Brazil’s political tumult has descended into farce after a little-known and newly appointed lower house speaker proclaimed the annulment of last month’s impeachment vote against Dilma Rousseff.
The surprise move – which was immediately challenged by senior figures in the senate – provided an absurd twist in the country’s ongoing political drama that would stretch the credibility of a House of Cards plot.
Just days before the senate was expected to adopt the motion and suspend the president, Waldir Maranhão – who took over as acting speaker last week – appeared to have thrown Rousseff a lifeline by saying the vote needed to be rerun due to procedural flaws.
The Workers’ party leader was crushed in a boisterous and sometimes bizarre lower house impeachment vote on 17 April when more than two-thirds of deputies agreed that she should be removed from office for whitewashing government accounts with money borrowed from state banks ahead of her 2014 re-election campaign.
But Maranhão’s calls for the senate to return the process to the lower house were met with derision.
“To accept this joke would be to play with democracy,” said Renan Calheiros, the head of Brazil’s senate, in vowing to push ahead with a debate on whether to investigate the head of state.
“This has no legal or practical effect,” said Senator Raimundo Lira, who – like the vice-president, Michel Temer – is a member of the Brazilian Democratic Movement party (PMDB) that split from the ruling coalition earlier this year. “The lower house chamber lost complete control the moment that case was handed to the senate.”
Unless there is an intervention by the supreme court, the senate vote is now likely to go ahead on Wednesday.
Few, even in the Workers’ party, believe Rousseff will win.
Temer, who split with his former running mate, has already begun canvassing candidates for the interim government he expects to form later this week.
But Maranhão – a previously obscure politician from the Progressive party – has thrown a spanner into the works.
In a news release on Monday, he said the vote needed to be rerun due to procedural flaws. To do this, he called on the senate to return the impeachment process to the lower house.
Maranhão – who, like many Brazilian politicians, is under investigation for corruption – said the vote was flawed because the president was not given a final opportunity to defend herself and many deputies announced their votes ahead of time.
Rousseff gave a cautious response to the news. “It’s not official. I don’t know the consequences. We should be cautious,” she told local reporters, as she repeated her determination to keep fighting.
The political circus prompted confusion and embarrassment, even among experts and insiders.
“You know what the whole world should be thinking about us, Brazilians? Laughingstock,’’ observed the former chief justice Joaquim Barbosa.
Analysts said the annulment was likely to be overturned.
“This decision by Maranhão won’t prosper. Even if the senate accepts his decision, which is unlikely, the supreme court will probably have the last word on the subject and they are unlikely to approve,” said Sylvio Costa of Congress in Focus.

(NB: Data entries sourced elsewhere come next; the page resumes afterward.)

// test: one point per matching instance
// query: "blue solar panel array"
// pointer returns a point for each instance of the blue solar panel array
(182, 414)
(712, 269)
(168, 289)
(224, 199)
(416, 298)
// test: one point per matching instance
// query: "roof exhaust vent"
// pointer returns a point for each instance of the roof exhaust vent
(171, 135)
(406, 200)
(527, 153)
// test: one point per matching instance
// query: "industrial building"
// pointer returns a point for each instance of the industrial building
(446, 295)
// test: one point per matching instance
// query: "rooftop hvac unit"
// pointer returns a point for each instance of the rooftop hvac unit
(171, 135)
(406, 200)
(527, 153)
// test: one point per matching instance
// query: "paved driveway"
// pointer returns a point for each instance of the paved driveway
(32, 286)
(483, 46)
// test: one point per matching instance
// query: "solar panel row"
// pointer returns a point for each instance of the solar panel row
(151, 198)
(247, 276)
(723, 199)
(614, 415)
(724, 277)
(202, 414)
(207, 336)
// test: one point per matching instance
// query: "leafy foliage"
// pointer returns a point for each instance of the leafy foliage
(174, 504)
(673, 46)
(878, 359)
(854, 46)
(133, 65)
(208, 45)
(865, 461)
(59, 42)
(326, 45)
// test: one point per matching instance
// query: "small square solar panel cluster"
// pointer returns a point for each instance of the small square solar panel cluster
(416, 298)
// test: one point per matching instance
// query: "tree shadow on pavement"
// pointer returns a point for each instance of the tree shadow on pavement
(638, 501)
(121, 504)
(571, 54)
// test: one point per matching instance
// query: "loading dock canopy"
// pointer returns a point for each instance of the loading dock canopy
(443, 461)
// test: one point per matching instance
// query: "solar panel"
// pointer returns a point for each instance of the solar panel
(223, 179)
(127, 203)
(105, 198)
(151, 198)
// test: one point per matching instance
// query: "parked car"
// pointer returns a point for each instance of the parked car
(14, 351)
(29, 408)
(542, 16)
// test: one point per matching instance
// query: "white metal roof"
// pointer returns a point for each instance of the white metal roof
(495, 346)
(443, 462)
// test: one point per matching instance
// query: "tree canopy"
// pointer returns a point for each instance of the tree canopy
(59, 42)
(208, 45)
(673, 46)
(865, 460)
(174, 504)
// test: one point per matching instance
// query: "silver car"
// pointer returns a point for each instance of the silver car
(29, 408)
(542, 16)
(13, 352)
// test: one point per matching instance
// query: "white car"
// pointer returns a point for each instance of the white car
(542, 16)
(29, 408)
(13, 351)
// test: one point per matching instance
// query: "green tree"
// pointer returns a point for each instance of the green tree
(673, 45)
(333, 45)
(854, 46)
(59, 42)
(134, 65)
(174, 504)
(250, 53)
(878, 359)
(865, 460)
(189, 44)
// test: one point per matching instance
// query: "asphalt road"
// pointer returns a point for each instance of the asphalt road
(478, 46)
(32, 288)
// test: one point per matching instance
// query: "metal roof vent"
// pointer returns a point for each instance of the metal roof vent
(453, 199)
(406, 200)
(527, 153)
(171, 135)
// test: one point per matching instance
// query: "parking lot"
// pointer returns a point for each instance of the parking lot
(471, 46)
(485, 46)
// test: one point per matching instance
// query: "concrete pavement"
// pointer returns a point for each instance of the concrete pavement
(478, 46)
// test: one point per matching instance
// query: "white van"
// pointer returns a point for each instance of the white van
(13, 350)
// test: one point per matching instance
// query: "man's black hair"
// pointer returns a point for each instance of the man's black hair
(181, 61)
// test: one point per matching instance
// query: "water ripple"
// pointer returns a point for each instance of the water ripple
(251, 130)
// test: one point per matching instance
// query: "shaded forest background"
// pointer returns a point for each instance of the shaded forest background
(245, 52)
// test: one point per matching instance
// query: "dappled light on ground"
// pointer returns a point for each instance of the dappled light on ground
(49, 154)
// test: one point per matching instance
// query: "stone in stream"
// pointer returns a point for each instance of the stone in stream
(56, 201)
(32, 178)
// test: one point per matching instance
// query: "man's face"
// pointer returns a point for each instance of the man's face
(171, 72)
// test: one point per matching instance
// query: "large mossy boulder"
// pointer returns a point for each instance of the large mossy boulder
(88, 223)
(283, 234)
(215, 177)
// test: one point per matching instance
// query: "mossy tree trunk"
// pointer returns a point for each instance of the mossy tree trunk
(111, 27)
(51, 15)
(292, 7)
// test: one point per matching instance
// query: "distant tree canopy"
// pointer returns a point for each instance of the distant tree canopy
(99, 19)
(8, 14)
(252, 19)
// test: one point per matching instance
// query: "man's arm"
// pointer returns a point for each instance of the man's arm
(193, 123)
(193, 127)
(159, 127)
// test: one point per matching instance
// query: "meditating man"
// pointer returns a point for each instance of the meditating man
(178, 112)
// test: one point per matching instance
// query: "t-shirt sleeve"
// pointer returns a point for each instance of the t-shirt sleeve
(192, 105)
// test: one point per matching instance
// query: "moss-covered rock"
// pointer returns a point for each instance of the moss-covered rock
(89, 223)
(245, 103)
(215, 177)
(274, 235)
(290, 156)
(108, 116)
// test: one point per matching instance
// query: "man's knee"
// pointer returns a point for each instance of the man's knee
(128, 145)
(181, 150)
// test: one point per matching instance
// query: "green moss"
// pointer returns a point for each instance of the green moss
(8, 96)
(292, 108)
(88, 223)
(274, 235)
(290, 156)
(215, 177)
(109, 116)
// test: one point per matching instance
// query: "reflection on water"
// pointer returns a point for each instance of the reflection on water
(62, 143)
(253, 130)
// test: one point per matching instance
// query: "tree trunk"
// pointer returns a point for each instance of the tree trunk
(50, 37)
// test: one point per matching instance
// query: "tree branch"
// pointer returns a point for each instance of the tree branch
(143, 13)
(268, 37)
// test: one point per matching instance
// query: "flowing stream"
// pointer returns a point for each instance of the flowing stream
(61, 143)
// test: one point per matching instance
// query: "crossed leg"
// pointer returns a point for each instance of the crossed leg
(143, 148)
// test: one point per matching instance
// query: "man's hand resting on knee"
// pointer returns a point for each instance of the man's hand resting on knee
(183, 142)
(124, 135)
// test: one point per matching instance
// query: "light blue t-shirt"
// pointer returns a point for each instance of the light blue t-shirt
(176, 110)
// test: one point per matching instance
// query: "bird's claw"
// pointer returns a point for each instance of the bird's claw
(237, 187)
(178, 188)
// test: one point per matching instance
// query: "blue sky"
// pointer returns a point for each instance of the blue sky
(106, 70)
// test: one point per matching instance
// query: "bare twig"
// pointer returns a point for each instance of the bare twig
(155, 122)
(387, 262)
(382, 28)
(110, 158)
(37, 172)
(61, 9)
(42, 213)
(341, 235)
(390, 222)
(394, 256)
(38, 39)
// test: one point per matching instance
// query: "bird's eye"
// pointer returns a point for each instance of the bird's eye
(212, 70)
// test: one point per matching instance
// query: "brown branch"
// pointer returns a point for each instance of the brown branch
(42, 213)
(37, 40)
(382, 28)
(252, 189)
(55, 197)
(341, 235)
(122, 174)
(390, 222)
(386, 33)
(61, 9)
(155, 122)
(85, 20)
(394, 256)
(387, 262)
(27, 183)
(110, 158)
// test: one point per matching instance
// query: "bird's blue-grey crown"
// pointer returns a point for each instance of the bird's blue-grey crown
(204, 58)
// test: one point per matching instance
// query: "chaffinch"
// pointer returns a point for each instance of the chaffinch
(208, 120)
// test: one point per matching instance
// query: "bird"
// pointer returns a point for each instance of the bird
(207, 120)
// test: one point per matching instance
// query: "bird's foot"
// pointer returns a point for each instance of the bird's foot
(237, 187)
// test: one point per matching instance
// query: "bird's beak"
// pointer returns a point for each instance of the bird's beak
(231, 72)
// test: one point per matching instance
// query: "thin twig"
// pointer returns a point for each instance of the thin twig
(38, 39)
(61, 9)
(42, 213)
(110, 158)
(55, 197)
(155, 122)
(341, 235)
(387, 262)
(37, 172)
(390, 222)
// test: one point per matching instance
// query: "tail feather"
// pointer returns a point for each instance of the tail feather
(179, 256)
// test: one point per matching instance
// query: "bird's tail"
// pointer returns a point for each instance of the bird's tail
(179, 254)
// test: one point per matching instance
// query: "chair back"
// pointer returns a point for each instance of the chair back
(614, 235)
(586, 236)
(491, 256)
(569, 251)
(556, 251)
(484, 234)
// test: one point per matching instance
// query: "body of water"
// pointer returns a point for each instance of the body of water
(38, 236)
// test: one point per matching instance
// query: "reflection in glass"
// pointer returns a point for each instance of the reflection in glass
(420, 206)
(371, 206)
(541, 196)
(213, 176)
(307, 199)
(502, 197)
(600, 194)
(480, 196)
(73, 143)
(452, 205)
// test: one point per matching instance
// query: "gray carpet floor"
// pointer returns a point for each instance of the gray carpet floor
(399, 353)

Temer, who was expected to form a new administration this week, has yet to comment publicly.
Rousseff’s tormentor–in-chief Eduardo Cunha – the former speaker of the house – called Maranhão’s decision, “absurd, and irresponsible”.
Cunha, was himself suspended last week by the supreme court on the grounds that he was interfering in the Lava Jato (Car Wash) corruption investigation into alleged kickbacks from the state-run oil company, Petrobras.

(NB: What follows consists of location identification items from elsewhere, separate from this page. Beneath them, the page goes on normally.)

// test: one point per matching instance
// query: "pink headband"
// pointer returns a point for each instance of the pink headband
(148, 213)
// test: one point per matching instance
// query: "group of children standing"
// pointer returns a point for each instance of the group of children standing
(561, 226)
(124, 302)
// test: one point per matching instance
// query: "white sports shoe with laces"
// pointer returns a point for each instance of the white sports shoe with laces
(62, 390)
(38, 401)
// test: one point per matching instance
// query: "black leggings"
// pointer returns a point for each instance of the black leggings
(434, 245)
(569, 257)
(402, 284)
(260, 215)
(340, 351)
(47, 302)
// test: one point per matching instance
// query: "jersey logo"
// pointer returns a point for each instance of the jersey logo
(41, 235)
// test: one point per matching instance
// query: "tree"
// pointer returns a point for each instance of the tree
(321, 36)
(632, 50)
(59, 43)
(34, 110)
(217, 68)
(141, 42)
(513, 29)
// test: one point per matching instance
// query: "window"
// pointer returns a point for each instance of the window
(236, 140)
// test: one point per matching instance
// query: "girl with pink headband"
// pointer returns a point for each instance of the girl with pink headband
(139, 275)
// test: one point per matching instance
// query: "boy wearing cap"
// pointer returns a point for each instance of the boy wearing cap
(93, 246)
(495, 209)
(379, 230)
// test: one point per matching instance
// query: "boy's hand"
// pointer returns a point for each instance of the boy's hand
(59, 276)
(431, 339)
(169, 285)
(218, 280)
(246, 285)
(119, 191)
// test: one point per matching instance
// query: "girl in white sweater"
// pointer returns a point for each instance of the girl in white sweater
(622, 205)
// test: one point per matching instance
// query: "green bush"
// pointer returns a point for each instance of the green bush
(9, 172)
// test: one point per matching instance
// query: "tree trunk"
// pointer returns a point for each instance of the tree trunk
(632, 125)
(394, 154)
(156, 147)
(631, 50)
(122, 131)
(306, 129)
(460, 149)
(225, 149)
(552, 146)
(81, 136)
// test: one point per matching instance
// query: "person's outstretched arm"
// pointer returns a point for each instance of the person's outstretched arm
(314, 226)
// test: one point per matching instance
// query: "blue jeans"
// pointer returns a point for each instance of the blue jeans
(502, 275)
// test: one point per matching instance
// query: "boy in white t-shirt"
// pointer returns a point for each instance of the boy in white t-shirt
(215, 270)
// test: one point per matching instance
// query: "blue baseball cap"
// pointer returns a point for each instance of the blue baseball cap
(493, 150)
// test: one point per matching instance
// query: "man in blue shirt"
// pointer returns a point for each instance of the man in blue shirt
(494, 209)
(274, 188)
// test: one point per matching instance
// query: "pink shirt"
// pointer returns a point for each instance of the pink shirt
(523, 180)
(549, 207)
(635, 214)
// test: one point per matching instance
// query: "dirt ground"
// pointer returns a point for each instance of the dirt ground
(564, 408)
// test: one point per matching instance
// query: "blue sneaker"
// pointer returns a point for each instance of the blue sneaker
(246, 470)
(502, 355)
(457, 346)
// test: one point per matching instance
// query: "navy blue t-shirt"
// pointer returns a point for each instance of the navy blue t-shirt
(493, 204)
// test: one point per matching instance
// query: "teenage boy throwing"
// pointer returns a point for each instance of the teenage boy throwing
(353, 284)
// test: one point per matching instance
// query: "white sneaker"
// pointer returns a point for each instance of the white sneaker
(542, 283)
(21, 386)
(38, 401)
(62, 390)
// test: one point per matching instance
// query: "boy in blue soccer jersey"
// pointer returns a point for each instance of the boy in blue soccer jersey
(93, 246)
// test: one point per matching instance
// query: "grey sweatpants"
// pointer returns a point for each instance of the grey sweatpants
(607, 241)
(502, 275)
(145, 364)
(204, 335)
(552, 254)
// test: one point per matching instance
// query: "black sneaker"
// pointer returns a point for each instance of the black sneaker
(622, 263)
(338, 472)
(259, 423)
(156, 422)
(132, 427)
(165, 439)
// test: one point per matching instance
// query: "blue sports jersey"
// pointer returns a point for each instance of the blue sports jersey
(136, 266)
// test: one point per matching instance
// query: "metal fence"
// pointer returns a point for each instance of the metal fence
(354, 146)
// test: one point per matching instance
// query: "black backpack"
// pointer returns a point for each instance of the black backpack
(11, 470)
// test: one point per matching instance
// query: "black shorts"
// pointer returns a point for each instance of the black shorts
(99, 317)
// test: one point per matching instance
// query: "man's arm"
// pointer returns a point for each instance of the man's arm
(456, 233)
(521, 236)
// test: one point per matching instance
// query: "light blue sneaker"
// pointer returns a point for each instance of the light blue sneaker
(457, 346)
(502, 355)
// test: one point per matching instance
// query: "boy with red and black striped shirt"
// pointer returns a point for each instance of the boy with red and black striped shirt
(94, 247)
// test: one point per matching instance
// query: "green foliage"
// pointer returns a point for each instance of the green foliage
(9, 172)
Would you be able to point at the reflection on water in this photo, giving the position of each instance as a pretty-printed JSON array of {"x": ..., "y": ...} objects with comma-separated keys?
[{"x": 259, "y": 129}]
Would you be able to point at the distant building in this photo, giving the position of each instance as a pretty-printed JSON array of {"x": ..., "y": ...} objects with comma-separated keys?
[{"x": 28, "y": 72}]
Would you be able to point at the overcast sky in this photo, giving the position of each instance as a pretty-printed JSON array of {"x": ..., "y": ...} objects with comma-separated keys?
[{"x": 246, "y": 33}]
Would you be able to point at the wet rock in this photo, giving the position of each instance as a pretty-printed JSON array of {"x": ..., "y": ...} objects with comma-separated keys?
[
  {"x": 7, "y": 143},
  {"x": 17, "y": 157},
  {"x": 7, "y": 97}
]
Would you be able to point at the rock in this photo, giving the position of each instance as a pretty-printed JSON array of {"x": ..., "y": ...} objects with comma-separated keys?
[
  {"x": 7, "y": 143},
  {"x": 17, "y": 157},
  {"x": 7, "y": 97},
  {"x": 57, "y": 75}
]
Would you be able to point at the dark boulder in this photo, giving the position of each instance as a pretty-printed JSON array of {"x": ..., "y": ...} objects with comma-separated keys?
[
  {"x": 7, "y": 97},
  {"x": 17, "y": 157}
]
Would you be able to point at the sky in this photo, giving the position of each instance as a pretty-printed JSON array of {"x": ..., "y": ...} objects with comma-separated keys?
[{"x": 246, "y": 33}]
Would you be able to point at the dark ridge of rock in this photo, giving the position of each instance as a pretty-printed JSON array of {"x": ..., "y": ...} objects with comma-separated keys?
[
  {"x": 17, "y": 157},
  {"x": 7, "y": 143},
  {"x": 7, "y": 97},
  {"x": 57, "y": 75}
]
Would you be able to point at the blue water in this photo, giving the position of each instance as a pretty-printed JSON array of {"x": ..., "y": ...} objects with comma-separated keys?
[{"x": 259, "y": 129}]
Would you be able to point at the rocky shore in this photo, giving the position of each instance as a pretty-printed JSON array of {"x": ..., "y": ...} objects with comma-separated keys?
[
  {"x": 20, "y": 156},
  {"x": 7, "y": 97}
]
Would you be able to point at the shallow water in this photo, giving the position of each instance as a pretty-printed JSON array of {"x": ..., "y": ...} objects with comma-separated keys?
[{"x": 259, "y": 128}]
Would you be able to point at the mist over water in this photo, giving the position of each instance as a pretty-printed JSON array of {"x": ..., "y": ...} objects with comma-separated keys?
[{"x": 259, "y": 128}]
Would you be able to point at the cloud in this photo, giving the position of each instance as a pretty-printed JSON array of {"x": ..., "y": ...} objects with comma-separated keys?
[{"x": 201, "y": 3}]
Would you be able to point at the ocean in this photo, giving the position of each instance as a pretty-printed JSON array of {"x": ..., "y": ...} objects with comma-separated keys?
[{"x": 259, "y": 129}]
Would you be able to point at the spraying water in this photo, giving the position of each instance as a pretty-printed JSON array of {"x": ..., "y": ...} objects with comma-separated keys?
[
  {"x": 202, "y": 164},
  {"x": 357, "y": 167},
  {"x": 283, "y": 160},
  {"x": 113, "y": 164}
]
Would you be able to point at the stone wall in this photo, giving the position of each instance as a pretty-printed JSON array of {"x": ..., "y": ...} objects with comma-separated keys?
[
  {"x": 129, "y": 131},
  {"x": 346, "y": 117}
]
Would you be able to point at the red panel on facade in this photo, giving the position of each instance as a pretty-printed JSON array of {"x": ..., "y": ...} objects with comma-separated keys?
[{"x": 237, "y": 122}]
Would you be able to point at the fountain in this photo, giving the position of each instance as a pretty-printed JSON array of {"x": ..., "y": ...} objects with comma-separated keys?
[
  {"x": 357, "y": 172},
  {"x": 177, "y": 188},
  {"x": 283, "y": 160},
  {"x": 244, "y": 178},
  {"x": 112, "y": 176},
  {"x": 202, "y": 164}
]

Maranhão’s motives are the source of immense speculation. Last month, he defied his party line to vote against impeachment. Upon his appointment as interim speaker, he was reported as telling congressmen: “You all will be surprised with me.”
Chico Alencar, a PSOL politician, said Cunha may be behind this move.
“Is this just to create confusion? Who cares about this chaos? Will some will say that Cunha must return?” he tweeted.
If Maranhão has his way, the re-vote will take place within five sessions. If not, the senate will go ahead with impeachment.
If a majority of the 81 senators concurs then Rousseff will be suspended from office for 180 days while the upper house sits in judgment against her and Temer takes the helm.
The president – a former Marxist guerrilla who was imprisoned and tortured in the 1970s – has railed against treachery and misogyny, and vowed to fight to the bitter end.
Anything else, she said, would betray the 54 million people who voted for her. Regardless of the outcome of the decision in the lower house or the senate, she said would ultimately be vindicated in the consciousness of the Brazilian people.
“That’s where we know history will make clear who is who in this process,” she said, repeating again that she would never resign. “First, because I am the elected president; second, because I have committed no crime; third, because if I resign, I leave and bury the living proof of a coup with absolutely no legal basis and which aims to hurt the interests and the achievements gained over the past 13 years. I have the willingness to resist. I will resist until the last day.”
Adding to the sense of chaos, the Lava Jato investigation continues to wreck havoc in the political and business worlds. Dozens of senior executives, congressmen and senior figures in the government and opposition have been arrested, charged or referred to the supreme court.
Among them are former president Luiz Inácio Lula da Silva, the heads of the upper and lower house and the runner-up in the 2014 presidential election, Aécio Neves.
The latest to be targeted by police is the former finance minister Guido Mantega, who was taken in for questioning on Monday.